Bug #41204
openCephFS pool usage 3x above expected value and sparse journal dumps
0%
Description
I am in the process of copying about 230 million small and medium-sized files to a CephFS and I have three active MDSs to keep up with the constant create workload induced by the copy process. Previously, I was struggling heavily with runaway MDS cache grow, which was fixable by increasing the cache trim size (see issues #41140 and #41141).
Unfortunately, another problem has emerged after a few days of copying data. ceph df detail
reports:
POOL ID STORED OBJECTS USED %USED MAX AVAIL QUOTA OBJECTS QUOTA BYTES DIRTY USED COMPR UNDER COMPR <...> cephfs.storage.data 108 44 TiB 176.13M 149 TiB 1.63 5.9 PiB N/A N/A 176.13M 0 B 0 B cephfs.storage.meta 109 174 GiB 16.44M 178 GiB 0 2.9 PiB N/A N/A 16.44M 0 B 0 B
44 TiB of stored data looks about right, but 149 TiB actual pool usage is way beyond anything I would expect. The data pool is an EC pool with k=6, m=3 (i.e. without overhead, I would expect 66 TiB overall allocation). The metadata pool is also huge with 178 GiB (the raw uncompressed file list in plaintext format is 23 GiB).

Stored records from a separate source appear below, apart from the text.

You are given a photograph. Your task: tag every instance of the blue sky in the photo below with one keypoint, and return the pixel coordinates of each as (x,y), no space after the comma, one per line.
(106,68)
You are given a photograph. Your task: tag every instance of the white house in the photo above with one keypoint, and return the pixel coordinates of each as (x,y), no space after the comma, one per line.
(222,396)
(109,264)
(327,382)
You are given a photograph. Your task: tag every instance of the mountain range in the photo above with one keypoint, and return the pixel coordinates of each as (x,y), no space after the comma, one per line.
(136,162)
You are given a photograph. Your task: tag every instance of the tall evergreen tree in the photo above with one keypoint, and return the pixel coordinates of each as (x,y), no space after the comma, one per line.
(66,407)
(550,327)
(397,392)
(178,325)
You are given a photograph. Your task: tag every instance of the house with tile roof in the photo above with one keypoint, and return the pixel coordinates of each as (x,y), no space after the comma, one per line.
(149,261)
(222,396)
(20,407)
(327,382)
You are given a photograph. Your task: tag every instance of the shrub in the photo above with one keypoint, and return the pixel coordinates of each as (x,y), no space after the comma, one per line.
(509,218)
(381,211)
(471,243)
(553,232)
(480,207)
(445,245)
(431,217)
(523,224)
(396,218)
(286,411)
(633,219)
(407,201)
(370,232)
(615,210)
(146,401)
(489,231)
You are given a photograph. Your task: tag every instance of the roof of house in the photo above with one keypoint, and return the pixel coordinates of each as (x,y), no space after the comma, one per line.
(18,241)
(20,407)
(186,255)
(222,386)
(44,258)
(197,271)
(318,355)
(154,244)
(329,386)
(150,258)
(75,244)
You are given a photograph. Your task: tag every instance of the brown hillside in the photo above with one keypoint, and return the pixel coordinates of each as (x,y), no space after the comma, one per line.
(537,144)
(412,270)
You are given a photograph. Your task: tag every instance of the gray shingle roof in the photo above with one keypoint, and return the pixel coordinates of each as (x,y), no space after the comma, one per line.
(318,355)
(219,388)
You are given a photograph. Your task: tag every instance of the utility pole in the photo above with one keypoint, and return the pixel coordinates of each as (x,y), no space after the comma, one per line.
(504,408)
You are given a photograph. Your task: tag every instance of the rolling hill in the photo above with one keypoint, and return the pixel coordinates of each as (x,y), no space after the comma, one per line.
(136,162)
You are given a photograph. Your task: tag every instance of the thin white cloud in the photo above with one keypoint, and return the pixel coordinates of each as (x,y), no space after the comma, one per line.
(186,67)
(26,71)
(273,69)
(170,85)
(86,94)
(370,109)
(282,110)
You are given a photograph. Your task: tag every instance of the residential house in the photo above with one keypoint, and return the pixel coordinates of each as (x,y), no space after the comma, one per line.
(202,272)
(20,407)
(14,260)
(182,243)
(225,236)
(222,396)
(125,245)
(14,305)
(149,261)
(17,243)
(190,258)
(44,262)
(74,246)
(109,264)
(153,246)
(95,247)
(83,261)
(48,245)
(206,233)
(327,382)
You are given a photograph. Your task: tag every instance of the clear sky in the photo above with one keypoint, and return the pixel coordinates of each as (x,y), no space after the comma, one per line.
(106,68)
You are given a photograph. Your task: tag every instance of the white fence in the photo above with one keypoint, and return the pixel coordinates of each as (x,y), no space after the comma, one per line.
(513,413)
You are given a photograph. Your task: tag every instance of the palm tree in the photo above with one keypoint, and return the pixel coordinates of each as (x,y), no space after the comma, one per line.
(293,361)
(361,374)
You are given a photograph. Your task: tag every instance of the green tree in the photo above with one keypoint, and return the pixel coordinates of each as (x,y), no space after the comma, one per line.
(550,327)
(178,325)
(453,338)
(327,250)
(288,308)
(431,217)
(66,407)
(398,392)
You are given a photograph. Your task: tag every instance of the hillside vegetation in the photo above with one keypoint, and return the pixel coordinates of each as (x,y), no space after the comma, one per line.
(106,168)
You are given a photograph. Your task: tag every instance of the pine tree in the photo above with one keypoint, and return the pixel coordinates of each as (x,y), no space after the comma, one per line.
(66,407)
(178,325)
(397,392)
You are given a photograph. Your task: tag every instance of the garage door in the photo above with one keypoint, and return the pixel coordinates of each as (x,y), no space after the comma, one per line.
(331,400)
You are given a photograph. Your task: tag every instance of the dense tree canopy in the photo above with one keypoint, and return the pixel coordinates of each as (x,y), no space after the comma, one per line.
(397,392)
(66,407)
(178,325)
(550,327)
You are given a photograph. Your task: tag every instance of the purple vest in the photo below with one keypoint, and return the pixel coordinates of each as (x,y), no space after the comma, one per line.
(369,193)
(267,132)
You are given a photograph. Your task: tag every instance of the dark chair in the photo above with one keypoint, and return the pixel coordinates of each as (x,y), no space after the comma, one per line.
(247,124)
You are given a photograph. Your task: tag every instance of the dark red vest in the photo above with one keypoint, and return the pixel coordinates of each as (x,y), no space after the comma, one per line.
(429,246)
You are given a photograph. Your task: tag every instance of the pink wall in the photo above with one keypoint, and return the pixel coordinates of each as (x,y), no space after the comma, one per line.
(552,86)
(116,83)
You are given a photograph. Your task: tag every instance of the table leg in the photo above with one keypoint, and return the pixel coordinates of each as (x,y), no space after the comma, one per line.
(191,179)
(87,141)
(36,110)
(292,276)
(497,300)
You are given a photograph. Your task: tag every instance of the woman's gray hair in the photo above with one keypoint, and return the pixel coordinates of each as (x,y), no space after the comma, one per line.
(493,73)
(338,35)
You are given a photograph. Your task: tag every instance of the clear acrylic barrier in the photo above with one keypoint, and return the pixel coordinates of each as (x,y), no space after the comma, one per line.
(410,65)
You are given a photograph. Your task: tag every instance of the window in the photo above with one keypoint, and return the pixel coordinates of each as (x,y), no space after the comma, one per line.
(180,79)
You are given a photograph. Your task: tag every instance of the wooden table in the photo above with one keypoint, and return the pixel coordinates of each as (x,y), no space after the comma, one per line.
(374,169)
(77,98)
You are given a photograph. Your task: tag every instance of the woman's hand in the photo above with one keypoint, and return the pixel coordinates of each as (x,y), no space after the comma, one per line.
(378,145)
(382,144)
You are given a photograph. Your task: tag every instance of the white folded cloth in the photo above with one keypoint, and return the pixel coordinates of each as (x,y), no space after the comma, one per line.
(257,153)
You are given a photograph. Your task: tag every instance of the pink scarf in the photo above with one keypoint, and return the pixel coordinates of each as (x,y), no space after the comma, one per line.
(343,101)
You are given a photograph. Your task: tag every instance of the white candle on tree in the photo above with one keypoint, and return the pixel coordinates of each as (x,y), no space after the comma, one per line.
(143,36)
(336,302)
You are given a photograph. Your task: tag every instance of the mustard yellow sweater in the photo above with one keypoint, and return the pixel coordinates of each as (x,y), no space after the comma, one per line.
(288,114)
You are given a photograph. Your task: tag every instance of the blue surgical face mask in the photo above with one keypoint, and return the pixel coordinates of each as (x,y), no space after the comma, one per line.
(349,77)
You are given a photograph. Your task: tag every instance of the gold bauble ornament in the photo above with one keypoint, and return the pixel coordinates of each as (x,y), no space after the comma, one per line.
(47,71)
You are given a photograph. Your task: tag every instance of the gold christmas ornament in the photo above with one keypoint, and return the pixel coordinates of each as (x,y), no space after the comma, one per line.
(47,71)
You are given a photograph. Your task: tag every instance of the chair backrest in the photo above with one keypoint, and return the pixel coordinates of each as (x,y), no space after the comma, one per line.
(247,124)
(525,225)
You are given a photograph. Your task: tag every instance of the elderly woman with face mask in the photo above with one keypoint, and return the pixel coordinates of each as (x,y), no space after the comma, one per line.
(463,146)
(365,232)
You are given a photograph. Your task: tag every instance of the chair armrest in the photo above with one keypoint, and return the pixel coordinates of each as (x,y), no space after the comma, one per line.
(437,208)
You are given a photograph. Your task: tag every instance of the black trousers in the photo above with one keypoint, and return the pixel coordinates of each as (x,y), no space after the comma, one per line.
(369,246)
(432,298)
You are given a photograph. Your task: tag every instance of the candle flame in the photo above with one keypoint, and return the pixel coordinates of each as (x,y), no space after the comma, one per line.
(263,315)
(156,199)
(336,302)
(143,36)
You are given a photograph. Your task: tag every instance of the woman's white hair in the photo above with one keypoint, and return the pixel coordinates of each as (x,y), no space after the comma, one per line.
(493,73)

A CephFS journal dump prints the following warnings:
2019-08-12 14:27:56.881 7fd9b5587700 -1 NetHandler create_socket couldn't create socket (97) Address family not supported by protocol journal is 4444529514668~391241069 wrote 391241069 bytes at offset 4444529514668 to /var/lib/ceph/journal.bin.0 NOTE: this is a _sparse_ file; you can $ tar cSzf /var/lib/ceph/journal.bin.0.tgz /var/lib/ceph/journal.bin.0 to efficiently compress it while preserving sparseness. 2019-08-12 14:28:09.709 7fd9b4d86700 -1 NetHandler create_socket couldn't create socket (97) Address family not supported by protocol journal is 2887216998866~485120245 wrote 485120245 bytes at offset 2887216998866 to /var/lib/ceph/journal.bin.1 NOTE: this is a _sparse_ file; you can $ tar cSzf /var/lib/ceph/journal.bin.1.tgz /var/lib/ceph/journal.bin.1 to efficiently compress it while preserving sparseness. 2019-08-12 14:28:43.241 7fd9b5d88700 -1 NetHandler create_socket couldn't create socket (97) Address family not supported by protocol journal is 2839942271068~2529161124 wrote 2529161124 bytes at offset 2839942271068 to /var/lib/ceph/journal.bin.2 NOTE: this is a _sparse_ file; you can $ tar cSzf /var/lib/ceph/journal.bin.2.tgz /var/lib/ceph/journal.bin.2 to efficiently compress it while preserving sparseness.
and then creates three sparse files of 4.1T, 2.7T, and 2.6T, respectively (actual sizes: 374M, 463M, 2.4G).
A discussion on IRC revealed that at least one other user has been struggling with this issue, which in their case resulted in a total loss of their FS requiring a full recovery from the data pool.